Torpedo-Shaped Robot Deployed for Arctic Marine Life Exploration

arctic torpedo photo

Image via Live Science, Credit M. Ginzburg, AWI.

Its name is Bluefin, which holds several meanings from homage to the endangered bluefin tuna that represents all we're doing wrong in our fishing industry to the fact that it's going into frigid waters to explore Arctic marine life. The robot, or more appropriately, the Autonomous Underwater Vehicle (AUV), is central to a unique study to collect samples of the critters living in water too cold for humans to explore in other ways. Researchers are hoping that the specialized tools and techniques used by Bluefin could be the future of Arctic marine exploration. Bluefin is 13 feet long and was deployed on July 26th from a German icebreaker ship to collect samples. While the scientists are still studying what it brought back, they can at least say that everything seemed to work as intended on the AUV.

From Live Science:
"We are one of the world's first working groups to have successfully carried out such an under-ice mission, a goal we have been working hard to achieve," said Thomas Soltwedel, the chief scientist of the expedition. "The samples and data obtained will shed a new light on phytoplankton production in the transition area between the permanently ice-covered Arctic Ocean and its ice-free marginal zone. Autonomous underwater vehicles are opening up new possibilities to investigate the ice-covered polar seas -- areas that are of pivotal importance in climate research."

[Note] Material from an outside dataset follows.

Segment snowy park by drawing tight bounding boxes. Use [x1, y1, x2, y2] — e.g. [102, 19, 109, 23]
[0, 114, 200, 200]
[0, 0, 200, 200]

We've learned recently that exploring the icy waters of the poles can reveal a great deal about how global climate change and acidification are impacting our oceans -- the poles are actually where these problems will have the fastest effects. And this includes on phytoplankton, the building blocks of the food chain for entire marine life systems. That's why such studies as can be done with Bluefin is so important in ocean research.

Bluefin can be programmed on where to go and what to do before being launched, carrying out the mission and returning independently without constant control by scientists. It measures marine life and water conditions, even down to radiation levels at the surface of the ocean and the distribution of algae throughout its path.

Other AUVs we've seen for marine research have included those used to scan for submerged oil in the gulf and even robotic fish to monitor pollution along coastlines or detect impacts of climate change.